What this all boils down to is very simple: eat the food that keeps you at your healthiest. Food should sustain your energy, nourish you, leave you feeling satisfied and not overstuffed. It should be something that brings you joy, encourages you to be creative, gathers your friends and family. Most of the time, it should be food you prepare yourself, that’s grown nearby, appropriate to the current season, without the use of harsh chemicals and hormones. What you feed yourself should give you pride and comfort, not shame or irritation. It shouldn’t define who you are – it should change on a daily basis.
And best of all, it should provide you with a sense of indulgence from time to time. While I’m firmly anti-High Fructose Corn Syrup, I’m strongly pro-treat.

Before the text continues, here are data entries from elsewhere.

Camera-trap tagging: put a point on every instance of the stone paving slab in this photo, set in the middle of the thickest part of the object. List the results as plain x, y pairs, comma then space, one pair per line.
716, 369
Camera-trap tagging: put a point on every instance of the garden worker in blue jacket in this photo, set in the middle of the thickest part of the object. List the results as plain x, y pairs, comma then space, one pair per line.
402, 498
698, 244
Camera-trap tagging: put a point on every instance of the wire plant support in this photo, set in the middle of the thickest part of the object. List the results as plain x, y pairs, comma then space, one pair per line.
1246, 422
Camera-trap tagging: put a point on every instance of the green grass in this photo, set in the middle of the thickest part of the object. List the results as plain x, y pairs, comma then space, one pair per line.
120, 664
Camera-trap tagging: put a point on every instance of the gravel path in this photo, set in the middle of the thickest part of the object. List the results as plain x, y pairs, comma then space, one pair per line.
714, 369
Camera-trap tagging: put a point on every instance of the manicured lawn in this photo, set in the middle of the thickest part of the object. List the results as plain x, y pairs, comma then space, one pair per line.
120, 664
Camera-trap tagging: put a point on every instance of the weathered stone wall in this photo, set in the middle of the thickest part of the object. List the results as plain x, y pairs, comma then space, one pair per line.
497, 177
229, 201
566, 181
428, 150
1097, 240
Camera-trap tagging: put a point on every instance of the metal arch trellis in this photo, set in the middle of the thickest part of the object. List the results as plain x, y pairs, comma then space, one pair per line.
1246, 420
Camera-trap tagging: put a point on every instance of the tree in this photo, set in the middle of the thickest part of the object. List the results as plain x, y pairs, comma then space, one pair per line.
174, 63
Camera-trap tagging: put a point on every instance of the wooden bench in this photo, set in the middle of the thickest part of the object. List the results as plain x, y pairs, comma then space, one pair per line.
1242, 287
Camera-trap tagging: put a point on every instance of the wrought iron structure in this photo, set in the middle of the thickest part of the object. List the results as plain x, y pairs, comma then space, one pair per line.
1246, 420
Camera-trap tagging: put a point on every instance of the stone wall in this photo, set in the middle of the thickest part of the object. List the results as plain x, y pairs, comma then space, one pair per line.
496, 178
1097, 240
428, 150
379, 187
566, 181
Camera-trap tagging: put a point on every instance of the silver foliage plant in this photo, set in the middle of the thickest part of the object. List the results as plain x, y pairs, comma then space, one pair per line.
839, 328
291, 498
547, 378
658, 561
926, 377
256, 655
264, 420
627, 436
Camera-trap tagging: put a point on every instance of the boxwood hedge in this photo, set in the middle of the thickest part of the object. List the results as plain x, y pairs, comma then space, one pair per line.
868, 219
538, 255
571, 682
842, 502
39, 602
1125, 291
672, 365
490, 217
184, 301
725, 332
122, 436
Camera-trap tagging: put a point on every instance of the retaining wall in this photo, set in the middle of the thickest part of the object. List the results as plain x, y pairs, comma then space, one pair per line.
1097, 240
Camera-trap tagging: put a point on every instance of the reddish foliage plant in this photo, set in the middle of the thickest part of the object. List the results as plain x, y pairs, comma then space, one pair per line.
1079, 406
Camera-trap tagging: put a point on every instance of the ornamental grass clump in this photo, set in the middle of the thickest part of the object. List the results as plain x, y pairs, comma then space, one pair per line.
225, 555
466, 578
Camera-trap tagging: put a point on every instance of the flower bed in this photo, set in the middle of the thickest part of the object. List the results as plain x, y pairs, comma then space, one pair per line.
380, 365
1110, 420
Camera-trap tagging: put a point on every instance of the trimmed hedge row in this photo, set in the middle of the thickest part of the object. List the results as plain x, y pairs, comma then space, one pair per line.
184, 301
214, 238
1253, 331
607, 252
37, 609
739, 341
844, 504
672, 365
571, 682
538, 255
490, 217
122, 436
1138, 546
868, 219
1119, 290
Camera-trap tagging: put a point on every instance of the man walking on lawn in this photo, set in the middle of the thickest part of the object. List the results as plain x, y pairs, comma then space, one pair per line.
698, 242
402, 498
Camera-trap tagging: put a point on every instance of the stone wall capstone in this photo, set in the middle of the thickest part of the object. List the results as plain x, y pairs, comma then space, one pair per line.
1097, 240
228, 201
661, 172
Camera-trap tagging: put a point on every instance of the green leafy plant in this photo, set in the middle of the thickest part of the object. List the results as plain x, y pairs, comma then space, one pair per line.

A lot of the recipes on this website are of the dessert variety. Simply put, if you want to eat something sweet, why not a) make it yourself and b) have something that makes you feel good too?
Even though Valentine’s Day has come and gone, there is still occasion to have chocolate now and then. And I stumbled upon a recipe good enough to pin (and subsequently make). Black Bean Truffles, adapted ever so slightly from a recipe at So Good and Tasty. I won’t try and convince you of their brilliance – just read Jacqui’s description. They’re amazing. And leave you with a feeling of pride and satisfaction that you won’t get from buying a box of chocolates.
Black Bean Chocolate Truffles
Prep Time: 15 mins
Cook Time: 1 hour chilling time
Keywords: melt dessert gluten-free nut-free soy-free vegetarian wheat free
Ingredients (16-18 truffles)
- 1 15-oz can black beans, drained and rinsed
- 4 tablespoons coconut oil, melted
- 5 tablespoons cacao powder
- pinch of sea salt
- 3 tbsp raw honey
- 1/2 tsp vanilla powder
- 3 1/2 oz dark chocolate (approx 1 bar, at least 70% cacao, I used Montezuma’s Lordy Lord)
Place the beans, coconut oil, cacao powder, honey, vanilla, and salt in a food processor and blitz until smooth and creamy. Transfer to a bowl and place in the fridge for 30 minutes to chill and harden.
Once the bean mixture has cooled completely, line a plate or pan with greaseproof paper and scoop out the mixture one at a time using a small spoon. Roll in your palms to create a smooth little ball or whatever shape you’d like your truffles to be. Place back in the fridge if they’ve gone too soft or melted.
Once the truffles are ready to coat, break the dark chocolate into small pieces and melt using a double boiler, stirring often. Take off the heat. Using a toothpick or skewer, one at a time dip the truffles into the melted chocolate, swirling around until fully coated. Place back on the greaseproof paper. Put back in the fridge for another 30 minutes, or until completely cooled and hardened.